声音信号从耳朵采集到大脑形成编码和视觉信号处理的过程差不多,大脑都需要对这些信息进行贮存、识别、记忆和理解。
贮存——视像和声像的短暂储存
人的感觉器官就像一台24小时工作的监控摄像头,忠实地记录所有它看到、听到的影像。然而大脑却并不想对如此繁复冗杂的信息照单全收,于是,大脑决定先进行短暂的存储,以方便后续筛选对自己有用的信息。

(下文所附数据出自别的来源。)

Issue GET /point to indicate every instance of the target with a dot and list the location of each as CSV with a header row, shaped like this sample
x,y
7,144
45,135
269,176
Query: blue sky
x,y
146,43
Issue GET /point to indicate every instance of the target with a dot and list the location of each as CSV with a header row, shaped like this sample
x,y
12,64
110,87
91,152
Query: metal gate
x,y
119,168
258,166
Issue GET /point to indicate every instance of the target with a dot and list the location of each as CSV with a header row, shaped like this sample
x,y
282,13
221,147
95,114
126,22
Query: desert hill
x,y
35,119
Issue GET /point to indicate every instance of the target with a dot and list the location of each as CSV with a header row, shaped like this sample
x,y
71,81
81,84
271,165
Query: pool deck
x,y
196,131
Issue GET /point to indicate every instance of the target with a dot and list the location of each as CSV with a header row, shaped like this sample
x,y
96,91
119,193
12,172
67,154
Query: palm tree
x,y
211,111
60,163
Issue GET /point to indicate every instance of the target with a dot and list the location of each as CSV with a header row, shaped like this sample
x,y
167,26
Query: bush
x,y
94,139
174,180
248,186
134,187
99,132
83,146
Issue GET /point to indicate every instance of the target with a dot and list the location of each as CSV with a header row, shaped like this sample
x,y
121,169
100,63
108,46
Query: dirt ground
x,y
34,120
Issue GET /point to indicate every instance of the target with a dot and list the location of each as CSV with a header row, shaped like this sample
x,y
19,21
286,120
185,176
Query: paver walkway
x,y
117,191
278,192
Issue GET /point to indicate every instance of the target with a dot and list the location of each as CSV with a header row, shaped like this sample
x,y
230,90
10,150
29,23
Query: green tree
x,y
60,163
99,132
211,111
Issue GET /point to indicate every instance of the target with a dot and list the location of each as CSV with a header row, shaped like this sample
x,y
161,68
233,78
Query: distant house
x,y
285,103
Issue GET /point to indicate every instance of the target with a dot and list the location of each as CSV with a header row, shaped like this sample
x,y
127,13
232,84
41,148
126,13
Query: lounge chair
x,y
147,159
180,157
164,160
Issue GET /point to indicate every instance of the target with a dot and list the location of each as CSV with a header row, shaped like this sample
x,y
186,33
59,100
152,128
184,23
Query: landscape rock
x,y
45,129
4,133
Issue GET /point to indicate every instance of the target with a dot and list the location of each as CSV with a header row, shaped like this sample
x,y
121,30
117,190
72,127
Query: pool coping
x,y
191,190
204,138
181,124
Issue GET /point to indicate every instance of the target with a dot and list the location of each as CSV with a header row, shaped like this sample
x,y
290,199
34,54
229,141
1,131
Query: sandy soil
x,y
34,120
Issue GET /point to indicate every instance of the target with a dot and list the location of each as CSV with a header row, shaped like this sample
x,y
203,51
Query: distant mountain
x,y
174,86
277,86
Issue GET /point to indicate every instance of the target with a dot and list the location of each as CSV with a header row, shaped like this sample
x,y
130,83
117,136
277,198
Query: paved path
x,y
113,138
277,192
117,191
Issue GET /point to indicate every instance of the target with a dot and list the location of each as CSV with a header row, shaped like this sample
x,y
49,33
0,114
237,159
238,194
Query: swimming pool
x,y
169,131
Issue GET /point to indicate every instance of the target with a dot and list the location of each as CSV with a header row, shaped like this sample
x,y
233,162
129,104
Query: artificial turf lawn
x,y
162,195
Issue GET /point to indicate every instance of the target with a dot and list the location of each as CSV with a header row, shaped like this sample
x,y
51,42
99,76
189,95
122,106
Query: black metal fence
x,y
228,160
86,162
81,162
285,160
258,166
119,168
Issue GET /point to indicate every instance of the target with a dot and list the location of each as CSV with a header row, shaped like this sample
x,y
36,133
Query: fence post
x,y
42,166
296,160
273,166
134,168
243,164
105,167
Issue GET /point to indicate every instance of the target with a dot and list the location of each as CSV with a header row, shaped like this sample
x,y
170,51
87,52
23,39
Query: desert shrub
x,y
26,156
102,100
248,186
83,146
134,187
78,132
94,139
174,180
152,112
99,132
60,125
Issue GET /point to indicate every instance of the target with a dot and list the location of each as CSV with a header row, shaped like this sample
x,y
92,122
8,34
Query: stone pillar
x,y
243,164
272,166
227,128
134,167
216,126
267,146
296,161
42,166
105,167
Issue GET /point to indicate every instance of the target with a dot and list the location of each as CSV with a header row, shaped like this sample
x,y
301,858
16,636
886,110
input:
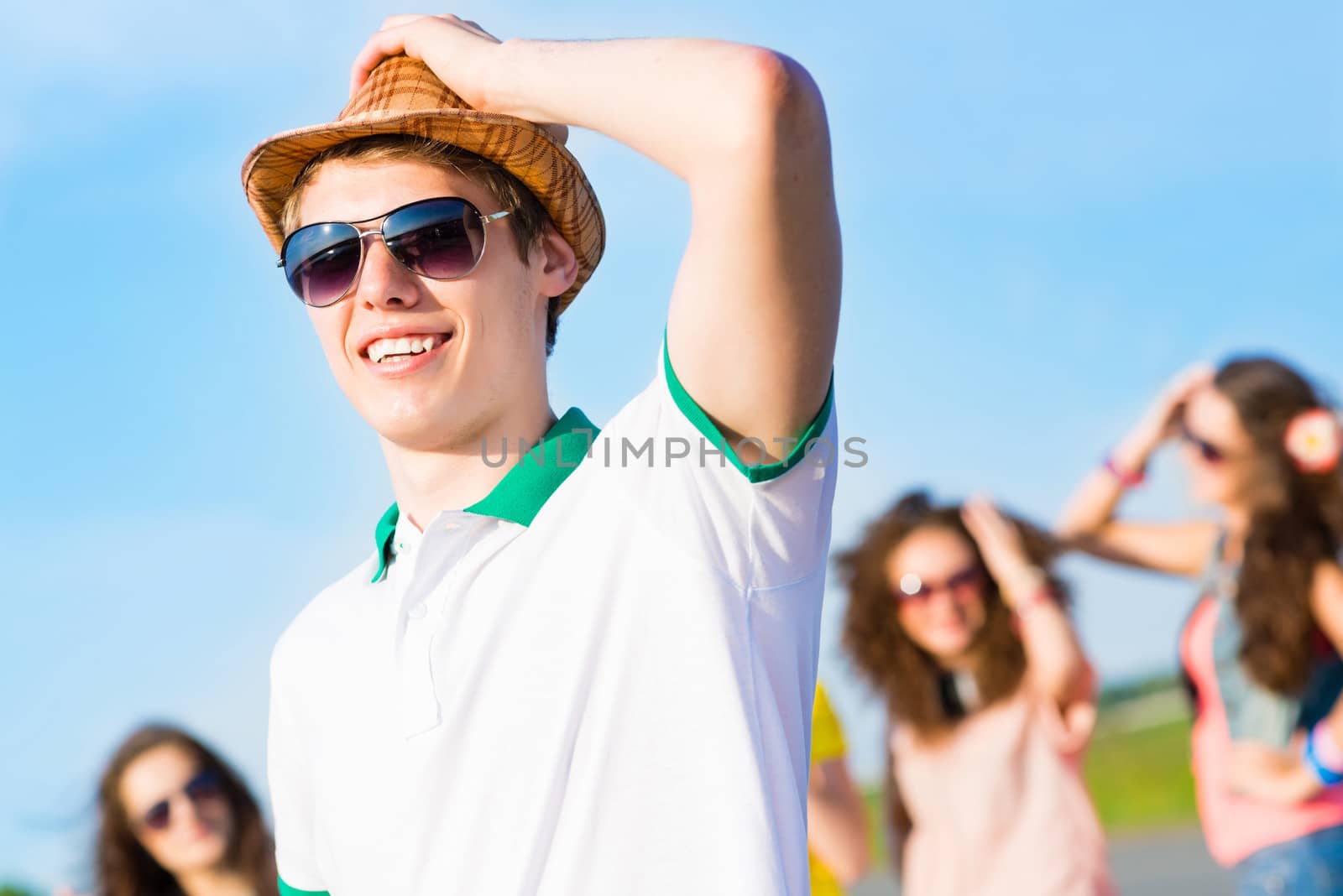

这种短暂的存储过程被认知心理学之父奈塞尔(Neisser)命名为视像存储和声像存储。以声像存储为例,不妨尝试回忆—下平时理解日常会话时的复杂过程,声像存储的作用就变得清楚明了——它让我们拥有更多的时间来聆听声音里包含的信息,故而我们常常在声音消失以后仍能“听到”它们。
识别——过滤
在短暂的存储之后,大脑就开始马不停蹄地对眼睛看到的、耳朵听到的信息进行过滤,排除一些它认为不重要的东西,将注意力集中在那些对自己有用的信息上。这时,由于成年人平时接触到的大量视觉信息都是通过文字描述的,大脑就认为文字对你至关重要,于是优先检索出这部分的内容,马上交给负责处理文字的区域去分析和理解。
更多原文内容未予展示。